Ora però qualcosa, nella coazione a prendere su e andarsene a meditare in macchina girovagando fino a ogni ora, si era inceppato. Infilò la chiave nella toppa del portoncino e salì a casa. Si liberò dei vestiti e con i soli boxer neri addosso e un paio di crocks regalategli dalla figlia, color lavanda, o no, forse malva, lavò piatti, posate e pentolame nel profumo che le case hanno sempre dopo che si è cucinato del pesce (in senso lato, di creatura marina).
Il cellulare, silenziato, era sul tavolo. Lo prese e vide che c’era un nuovo sms. Lei era arrivata a casa e gli diceva che la cenetta era stata deliziosa, grazie, e grazie anche di avermi accompagnato alla macchina, una cosa che ho molto apprezzato.
La rivedeva salire in macchina con le movenze eleganti e giovani da puledra nuova da poco in piedi, intorno il corso alberato deserto, solo insegne, il bar aperto e l’uomo alto.

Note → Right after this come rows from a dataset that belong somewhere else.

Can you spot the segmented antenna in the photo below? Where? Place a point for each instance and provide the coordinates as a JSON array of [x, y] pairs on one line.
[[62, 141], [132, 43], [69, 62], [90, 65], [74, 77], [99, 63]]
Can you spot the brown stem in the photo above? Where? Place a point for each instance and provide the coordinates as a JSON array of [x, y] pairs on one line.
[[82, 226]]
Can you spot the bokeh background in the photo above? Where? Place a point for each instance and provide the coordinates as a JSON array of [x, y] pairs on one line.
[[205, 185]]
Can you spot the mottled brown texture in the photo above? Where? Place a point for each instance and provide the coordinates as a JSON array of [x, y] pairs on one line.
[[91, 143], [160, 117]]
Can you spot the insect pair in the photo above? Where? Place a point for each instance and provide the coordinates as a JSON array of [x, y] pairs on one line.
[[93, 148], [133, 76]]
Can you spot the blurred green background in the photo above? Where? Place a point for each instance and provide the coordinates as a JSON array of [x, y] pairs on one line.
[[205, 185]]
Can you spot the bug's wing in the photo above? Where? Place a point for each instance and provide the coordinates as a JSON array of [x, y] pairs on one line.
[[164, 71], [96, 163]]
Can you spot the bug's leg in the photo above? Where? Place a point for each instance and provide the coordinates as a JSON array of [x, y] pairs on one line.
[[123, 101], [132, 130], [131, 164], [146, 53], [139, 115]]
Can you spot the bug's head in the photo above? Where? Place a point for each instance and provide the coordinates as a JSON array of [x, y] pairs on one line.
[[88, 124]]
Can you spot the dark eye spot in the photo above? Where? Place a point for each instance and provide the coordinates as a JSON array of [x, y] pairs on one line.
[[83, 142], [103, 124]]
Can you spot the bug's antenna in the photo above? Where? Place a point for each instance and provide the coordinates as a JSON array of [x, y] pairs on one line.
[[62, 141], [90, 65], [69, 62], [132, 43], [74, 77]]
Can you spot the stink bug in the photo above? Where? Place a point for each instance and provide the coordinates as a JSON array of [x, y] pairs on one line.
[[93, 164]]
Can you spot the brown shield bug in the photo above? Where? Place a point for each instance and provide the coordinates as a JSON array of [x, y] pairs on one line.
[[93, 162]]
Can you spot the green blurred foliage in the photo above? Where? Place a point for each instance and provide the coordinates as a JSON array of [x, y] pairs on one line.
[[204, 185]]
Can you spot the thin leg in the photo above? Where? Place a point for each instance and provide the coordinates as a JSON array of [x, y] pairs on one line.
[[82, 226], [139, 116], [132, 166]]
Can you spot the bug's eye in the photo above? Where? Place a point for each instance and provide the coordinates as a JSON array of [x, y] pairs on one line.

Dalle finestre lui ogni mattina vedeva, meteo permettendo, sorgere il sole dalla collina. Da anni non abitava sufficientemente in alto da godersi un colpo d’occhio sulla città. Qui, sebbene si trattasse solo di un sesto piano, la vista era sgombra. La casa del sole nascente, pensò. Un bordello? pensò ancora, cercando di ricordarsi il testo della famosa canzone, uno dei testi perlomeno.
Cosa fa quell’uomo lì sotto a fumare davanti al bar? Perché torna in mente Spencer Tracy che canticchia «Oh, brutte seppie, oh quanto siete brutte, a farvi a pezzi, bisogna che mi avvezzi» in un film visto chissà quando? Dove si perde lo sguardo che con la pancia, volando, sfiora tutti quei tetti, solleticato dalle antenne, dai comignoli? Come mai ritorna a galla, mutata di segno (dove c’è salvezza cresce il pericolo), una frase trovata in un libro studiato un tempo, che diceva che, là dove c’è il pericolo, cresce ciò che salva? Cosa resta dei vecchi studi non proseguiti? Quale città, se non questa, era fin dall’inizio presente nell’immaginazione futura, nella scomposta richiesta di essere ascoltata, per le cose che aveva da dire, per il senso che voleva le si riconoscesse?

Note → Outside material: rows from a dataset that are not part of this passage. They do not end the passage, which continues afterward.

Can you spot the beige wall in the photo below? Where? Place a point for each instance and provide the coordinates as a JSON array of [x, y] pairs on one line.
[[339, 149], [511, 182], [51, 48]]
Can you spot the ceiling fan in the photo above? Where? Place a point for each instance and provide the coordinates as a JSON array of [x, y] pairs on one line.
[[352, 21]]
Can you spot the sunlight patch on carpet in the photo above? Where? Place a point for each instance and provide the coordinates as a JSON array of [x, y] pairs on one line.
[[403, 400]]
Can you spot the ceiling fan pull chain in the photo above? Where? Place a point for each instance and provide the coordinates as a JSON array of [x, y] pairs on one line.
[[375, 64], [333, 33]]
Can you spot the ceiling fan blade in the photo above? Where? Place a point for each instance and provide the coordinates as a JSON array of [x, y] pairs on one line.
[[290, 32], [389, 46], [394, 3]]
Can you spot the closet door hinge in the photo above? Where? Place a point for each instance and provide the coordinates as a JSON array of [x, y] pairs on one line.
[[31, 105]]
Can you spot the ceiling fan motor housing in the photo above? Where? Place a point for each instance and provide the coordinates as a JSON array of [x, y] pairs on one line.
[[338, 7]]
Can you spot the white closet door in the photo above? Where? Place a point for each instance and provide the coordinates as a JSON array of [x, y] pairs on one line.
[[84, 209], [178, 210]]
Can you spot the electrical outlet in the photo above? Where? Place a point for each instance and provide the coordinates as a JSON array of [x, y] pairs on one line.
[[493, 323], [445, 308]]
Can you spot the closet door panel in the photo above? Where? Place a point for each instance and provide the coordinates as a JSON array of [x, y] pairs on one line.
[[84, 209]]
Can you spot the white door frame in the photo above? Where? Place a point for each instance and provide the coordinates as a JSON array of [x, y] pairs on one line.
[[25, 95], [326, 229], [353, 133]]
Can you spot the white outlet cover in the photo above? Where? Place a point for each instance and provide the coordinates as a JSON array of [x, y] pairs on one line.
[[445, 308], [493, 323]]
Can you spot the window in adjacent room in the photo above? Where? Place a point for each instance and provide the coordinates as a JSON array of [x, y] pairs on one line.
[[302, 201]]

Eppure nemmeno la neve, né il mercato allestito ogni mattina sul corso, si scioglievano mai in qualcosa di diverso. Come un toro pazzo la mente che ha visto un lampo rosso da qualche parte si avventa dove i muri sono più solidi senza mai scalfirli, pietra su pietra, materia impenetrabile, fredda, edificazioni, labirinti, strutture, cavi che passano, tubature che passano, era un sogno? Che tutto questo avesse un segreto, un senso, e che l’avrebbe disvelato? Storie sono solo le storie di persone?